Securing network connected devices should be the first fundamental of cyber security. Doing so means managing the biggest risk to your digital assets: the end user.
That’s right, you and me. We leave laptops and desktop PCs logged in because it’s easier than re-entering the password over and over throughout the day. We write down our passwords on a Post-it note and hide it under the keyboard. We leave secure NFC key fobs at home. And of course, we complain about the burden the IT folks put on us in the name of security. “What’s wrong with using the last four digits of my social security number as my password!” we ask. We, the users, are the weakest link.
To protect yourself and your organization you must employ security methods that your users will embrace. Otherwise, your most secure and sensitive information is open to anyone who can sit in front of a network device.
Biometrics provide greater security and user adoption. Consider such tools as part of your cyber security policies and methods. Face recognition, voice command, fingerprint and palm prints, iris scan and even heart rate monitoring applications are being deployed to thwart the risk of the end user leaving an unattended logged in PC.
Make sure your cyber security policies, methods, and tools account for internal threats as well as outside evil. After all, to some people, a running police car is an invitation, not a deterrent.
Bob enjoys watching his local minor league baseball team. At a recent game, he watched the boys of summer play their arch rival. In the bottom of the 5th, with two men on, two men out, the team’s best hitter steps to the plate. Bob planned to head to the concessions for hot dogs and beer after the inning, so he took out his phone and logged into his mobile banking app. He needed to have enough on his debit card to cover his snacks.
Suddenly, the crack of the bat and a blast across the fence scored three runs!
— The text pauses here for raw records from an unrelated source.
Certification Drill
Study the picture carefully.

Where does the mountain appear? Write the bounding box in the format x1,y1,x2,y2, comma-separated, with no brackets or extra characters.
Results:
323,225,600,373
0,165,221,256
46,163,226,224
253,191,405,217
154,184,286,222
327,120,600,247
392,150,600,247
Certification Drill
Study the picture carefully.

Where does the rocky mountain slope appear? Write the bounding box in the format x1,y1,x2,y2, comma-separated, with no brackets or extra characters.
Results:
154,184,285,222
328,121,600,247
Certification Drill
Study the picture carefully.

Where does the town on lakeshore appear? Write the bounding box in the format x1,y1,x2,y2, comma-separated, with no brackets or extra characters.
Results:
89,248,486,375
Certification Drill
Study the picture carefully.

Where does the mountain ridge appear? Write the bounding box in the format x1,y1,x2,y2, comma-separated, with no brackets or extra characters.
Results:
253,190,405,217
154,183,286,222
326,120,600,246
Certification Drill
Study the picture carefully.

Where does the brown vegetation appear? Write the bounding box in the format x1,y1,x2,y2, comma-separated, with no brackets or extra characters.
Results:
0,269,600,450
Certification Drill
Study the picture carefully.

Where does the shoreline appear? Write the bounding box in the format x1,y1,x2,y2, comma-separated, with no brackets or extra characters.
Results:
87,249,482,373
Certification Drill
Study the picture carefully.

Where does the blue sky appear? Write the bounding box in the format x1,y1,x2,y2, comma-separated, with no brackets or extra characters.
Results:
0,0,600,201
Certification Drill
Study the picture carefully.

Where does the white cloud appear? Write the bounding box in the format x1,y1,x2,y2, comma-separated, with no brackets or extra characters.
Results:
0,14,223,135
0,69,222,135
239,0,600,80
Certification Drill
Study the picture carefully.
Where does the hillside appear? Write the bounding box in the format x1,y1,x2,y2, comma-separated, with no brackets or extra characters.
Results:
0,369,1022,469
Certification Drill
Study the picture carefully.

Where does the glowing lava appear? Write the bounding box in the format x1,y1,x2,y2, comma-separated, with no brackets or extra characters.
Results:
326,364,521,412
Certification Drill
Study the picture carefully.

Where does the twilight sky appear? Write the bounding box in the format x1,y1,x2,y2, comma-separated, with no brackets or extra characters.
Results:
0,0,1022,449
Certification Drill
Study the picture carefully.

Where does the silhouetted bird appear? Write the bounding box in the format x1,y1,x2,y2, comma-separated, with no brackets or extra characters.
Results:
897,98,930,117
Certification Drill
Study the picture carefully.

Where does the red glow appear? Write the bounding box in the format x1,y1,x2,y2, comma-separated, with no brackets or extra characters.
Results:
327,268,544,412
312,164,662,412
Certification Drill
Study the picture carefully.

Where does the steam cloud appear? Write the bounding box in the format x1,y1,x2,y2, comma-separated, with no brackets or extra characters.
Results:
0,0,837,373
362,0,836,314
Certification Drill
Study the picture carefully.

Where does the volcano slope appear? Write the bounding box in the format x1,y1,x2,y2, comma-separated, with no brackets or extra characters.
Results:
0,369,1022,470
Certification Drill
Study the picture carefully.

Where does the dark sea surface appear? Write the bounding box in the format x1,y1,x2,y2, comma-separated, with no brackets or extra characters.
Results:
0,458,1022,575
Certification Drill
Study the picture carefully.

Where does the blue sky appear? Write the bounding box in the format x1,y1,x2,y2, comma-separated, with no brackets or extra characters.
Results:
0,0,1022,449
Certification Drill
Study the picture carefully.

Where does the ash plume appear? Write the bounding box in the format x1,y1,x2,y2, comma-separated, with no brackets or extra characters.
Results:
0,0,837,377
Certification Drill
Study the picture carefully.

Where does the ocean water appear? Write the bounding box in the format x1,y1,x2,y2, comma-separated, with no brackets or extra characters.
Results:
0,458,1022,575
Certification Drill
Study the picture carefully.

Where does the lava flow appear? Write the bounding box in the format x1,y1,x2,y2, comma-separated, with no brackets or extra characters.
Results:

Bob set his phone down to stand and cheer his team. After the excitement, he looked around and discovered his phone was gone!
Now a bad guy has complete access to his bank accounts.
Consider, what could a thief do with a stolen phone logged into your mobile banking app? Transfer funds out to another bank, set up a bill pay recipient and empty the account, or cause other problems? How long would it remain logged in? What safeguards protect the account holder and the institution?
Just to check, take out your phone and log in to your mobile banking app and scan the functionality as if you were a hacker. How could a hacker steal money from the account?
A logged in device remains the easiest hack into your systems. And getting a user name and password is not that difficult. The annual Verizon Databreach Investigation Report once again shows "63% of confirmed data breaches involved weak, default or stolen passwords." http://www.verizonenterprise.com/verizon-insights-lab/dbir/
Biometric user verification can significantly enhance the protection of your mobile apps. It offers the two critical features for maximum protection that simple credentials miss: transparency to the user and continuous security.
Superior applications deliver functionality that is invisible and non-intrusive to the end user. Logging in should appear as a single step, with multi-factor protection running in the background giving a fast and secure user experience.
Continuous security verifies the user multiple times during the session ensuring security if even the device falls into the wrong hands. While a user name and password allows access to the app, it can't guarantee the actual user identity. Biometrics can.
Consider biometric user authentication to increase your cyber security. Don't let inferior mobile device security ruin the ball game for you.